Artist Stephanie Rothenberg Thrilled To Be First Roux Scholar

Stephanie Rothenberg has a lot to learn, and she’s excited about it. “I’m interested in the Maine coastline, the impact of climate change, and what this is all doing to the livelihood of those who depend on the sea for a living.” She’s sitting behind her desk in Bowdoin’s newest building, the Roux Center for the Environment—a building designed to foster collaboration and creativity in the teaching and study of the environment. Rothenberg, however, is not an environmental scholar: she’s a renowned artist specializing in interactive media installations that most recently incorporate living organisms (or plants), and she’s here as the inaugural Roux Scholar.

Over the next year Rothenberg will be spending a good portion of time away from her regular job as director of graduate studies at SUNY Buffalo’s Department of Art, where she’s also professor of design and emerging practices. As a Roux Scholar, she will not teach courses, but will work with Bowdoin students and faculty in a residency-like program to create an art installation. At the moment, she does not know what that installation will look like or exactly where it will be. “These are early days,” she says, “and the first phase of the project, as with all my work, is to do a lot of research to identify what to me are the important issues. Then I can start narrowing down ideas to decide what the piece will be. Then it’s a question of designing and fabricating the installation.”

No matter what form the installation takes, one thing is for sure, she says: it will be inspired by Maine’s coastal environment and guided by the expertise that’s on tap, both at the Roux Center and via the wider Bowdoin community. “I want to understand the broader marine economy, and I’m hoping this semester will give me the opportunity to connect with alumni working in the industry.” Rothenberg has a busy agenda, which includes trips on fishing boats, as well as visits to clam flats and shellfish farming operations in the area. “I’m also looking forward to working with students and faculty at the Roux Center, where there’s a real interest in looking at art as one platform for dealing with issues like climate change.”

The Garden of Virtual Kinship, by Stephanie Rothenberg

Throughout her career, Rothenberg has developed a reputation for creating interactive works of art designed to make people think about social and economic issues. One of her recent works, The Garden of Virtual Kinship, is described on her website as a “telematic garden whose lifeline is linked to monetary exchanges between the developed and developing world.” The installation features a number of tiny plants, watered by a computerized, mechanical arm connected to the Internet. The amount of sustenance the plants receive is dictated by the level of financial activity—in other words, the amount of money being channeled to developing countries in the form of microloans. Another project, Planthropy, also has a botanical theme, as wifi-enabled planters respond to live Twitter posts about why people donate to charity.

“I’m interested in systems, particularly how technology systems and social media intersect with different economies,” said Rothenberg. “I like to use data in my work, particularly data visualization and real-time data, but the aesthetics are hugely important too, otherwise it’s just dry data. That’s the fun part, making something attractive.”

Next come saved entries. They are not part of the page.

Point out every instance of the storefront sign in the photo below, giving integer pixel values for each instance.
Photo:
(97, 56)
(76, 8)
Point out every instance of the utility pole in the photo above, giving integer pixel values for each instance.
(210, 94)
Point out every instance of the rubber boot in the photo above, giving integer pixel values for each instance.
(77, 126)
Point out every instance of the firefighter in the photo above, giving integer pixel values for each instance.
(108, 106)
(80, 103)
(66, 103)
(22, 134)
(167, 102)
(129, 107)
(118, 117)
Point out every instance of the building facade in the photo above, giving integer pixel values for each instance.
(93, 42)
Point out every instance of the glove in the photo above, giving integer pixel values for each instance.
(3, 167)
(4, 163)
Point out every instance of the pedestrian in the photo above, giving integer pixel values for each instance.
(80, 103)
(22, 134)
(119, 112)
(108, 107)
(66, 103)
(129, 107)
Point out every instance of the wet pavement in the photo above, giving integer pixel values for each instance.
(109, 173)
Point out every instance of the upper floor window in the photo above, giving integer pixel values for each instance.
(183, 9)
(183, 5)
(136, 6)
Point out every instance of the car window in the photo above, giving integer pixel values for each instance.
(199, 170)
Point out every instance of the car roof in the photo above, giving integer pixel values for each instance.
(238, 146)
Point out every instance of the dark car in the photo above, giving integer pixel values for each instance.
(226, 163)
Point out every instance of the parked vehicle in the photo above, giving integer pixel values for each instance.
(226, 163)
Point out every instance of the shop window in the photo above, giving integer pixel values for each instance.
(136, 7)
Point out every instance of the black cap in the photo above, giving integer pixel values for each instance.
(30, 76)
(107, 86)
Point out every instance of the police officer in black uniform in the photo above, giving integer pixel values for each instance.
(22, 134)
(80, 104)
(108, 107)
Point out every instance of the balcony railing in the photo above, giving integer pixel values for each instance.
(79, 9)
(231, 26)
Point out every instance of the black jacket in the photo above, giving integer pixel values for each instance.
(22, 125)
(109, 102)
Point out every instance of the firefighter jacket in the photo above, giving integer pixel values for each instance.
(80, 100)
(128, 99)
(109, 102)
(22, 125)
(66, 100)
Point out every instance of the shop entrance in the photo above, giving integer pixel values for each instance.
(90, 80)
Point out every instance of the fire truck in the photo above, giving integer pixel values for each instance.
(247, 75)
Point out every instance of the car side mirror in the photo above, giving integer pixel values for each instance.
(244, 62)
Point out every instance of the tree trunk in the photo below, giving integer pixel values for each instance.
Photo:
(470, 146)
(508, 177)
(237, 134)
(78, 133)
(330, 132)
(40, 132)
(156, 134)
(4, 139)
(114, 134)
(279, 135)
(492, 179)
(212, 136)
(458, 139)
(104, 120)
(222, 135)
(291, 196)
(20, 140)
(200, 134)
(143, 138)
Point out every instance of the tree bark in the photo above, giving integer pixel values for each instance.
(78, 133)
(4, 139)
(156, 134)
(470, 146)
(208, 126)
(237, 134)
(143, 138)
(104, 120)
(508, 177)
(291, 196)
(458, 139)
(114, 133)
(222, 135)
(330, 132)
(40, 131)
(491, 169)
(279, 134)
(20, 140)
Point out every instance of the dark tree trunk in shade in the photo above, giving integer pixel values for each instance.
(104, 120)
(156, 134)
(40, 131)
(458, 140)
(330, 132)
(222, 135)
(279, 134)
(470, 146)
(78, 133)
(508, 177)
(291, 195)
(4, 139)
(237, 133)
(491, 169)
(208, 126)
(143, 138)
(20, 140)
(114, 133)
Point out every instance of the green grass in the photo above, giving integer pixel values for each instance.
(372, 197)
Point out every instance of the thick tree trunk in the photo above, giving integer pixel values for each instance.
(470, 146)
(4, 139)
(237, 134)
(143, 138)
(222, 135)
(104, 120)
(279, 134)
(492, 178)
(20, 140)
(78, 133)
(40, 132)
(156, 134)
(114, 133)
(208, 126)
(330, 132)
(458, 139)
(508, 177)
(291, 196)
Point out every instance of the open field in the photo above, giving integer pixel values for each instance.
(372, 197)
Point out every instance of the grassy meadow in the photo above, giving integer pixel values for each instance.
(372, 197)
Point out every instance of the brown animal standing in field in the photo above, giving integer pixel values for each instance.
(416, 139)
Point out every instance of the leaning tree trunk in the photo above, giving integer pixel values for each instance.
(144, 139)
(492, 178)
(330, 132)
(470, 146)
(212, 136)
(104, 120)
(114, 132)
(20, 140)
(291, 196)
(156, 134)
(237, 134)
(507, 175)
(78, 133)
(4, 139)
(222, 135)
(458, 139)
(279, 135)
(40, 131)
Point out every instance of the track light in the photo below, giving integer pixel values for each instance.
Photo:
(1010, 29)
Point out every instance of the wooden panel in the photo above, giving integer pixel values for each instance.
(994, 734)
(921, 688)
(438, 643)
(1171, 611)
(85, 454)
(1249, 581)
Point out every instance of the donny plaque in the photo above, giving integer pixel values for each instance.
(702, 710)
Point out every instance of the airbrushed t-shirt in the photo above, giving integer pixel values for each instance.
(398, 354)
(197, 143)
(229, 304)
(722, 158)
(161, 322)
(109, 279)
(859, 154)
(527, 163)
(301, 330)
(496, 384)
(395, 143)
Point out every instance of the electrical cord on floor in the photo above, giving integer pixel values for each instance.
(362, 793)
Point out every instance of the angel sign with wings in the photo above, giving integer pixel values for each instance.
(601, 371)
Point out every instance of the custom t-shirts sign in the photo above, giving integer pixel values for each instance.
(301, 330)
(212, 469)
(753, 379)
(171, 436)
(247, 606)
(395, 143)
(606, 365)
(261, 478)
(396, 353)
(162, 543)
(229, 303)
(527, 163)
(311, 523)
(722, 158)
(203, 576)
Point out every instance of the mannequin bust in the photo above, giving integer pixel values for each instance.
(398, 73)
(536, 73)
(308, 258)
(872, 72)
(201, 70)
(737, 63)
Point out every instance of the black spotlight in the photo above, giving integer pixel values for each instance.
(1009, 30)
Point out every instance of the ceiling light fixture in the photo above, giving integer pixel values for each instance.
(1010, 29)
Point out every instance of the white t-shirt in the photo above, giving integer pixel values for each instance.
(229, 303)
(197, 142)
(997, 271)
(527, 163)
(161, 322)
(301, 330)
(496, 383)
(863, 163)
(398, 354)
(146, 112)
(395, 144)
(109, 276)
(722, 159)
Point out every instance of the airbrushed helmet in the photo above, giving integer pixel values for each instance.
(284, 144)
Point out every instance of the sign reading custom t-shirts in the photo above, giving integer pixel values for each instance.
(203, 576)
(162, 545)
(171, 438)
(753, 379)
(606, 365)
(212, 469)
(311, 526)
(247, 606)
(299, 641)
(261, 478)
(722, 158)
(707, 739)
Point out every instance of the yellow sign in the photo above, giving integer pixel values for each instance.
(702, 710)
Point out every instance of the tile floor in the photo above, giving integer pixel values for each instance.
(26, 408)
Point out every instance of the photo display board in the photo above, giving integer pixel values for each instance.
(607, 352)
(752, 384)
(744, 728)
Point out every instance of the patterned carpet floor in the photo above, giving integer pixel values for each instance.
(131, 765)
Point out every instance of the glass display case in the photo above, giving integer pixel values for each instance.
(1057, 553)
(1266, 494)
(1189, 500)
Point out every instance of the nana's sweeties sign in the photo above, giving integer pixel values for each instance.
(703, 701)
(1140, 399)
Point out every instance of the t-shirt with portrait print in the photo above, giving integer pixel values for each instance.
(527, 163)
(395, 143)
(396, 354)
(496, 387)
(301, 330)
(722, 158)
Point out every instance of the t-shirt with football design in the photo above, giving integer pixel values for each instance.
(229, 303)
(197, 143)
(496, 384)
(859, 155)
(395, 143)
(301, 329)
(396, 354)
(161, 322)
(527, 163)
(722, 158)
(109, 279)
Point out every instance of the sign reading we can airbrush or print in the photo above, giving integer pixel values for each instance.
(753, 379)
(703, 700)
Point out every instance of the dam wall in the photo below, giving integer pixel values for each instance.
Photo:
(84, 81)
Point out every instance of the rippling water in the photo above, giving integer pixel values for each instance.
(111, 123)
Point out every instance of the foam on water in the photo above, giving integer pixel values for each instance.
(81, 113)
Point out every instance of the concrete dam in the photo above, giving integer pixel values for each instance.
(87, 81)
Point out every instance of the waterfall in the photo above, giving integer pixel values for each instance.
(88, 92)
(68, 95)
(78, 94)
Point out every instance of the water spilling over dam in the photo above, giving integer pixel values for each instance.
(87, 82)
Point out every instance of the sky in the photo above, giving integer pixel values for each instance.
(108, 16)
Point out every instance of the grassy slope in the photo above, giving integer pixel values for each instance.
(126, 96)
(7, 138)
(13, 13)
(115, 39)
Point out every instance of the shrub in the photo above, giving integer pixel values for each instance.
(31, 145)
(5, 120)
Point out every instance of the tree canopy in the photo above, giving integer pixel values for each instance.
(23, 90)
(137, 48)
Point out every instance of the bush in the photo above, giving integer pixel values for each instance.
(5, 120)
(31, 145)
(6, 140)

Regarding the installation project at Bowdoin, her initial thoughts are of some type of interactive work that uses living organisms and also has a data visualization component to reflect man’s impact on the marine environment. “There’s interest in having it here at the Center, either inside or outside the building. It could involve water and marine life, maybe a water-tight, temperature-controlled unit? Maybe an aquaponics system?”

By the end of the academic year, in May, 2019, Rothenberg hopes to have created an interactive artwork that will enable Bowdoin students to participate in the creation process and contribute to the artwork’s longevity. That’s all to be determined, however. Right now, Rothenberg is still at the “anything’s possible” phase, collecting information and ideas. “Creating a piece is a long and difficult process, but it’s exciting to have all this ahead of me.”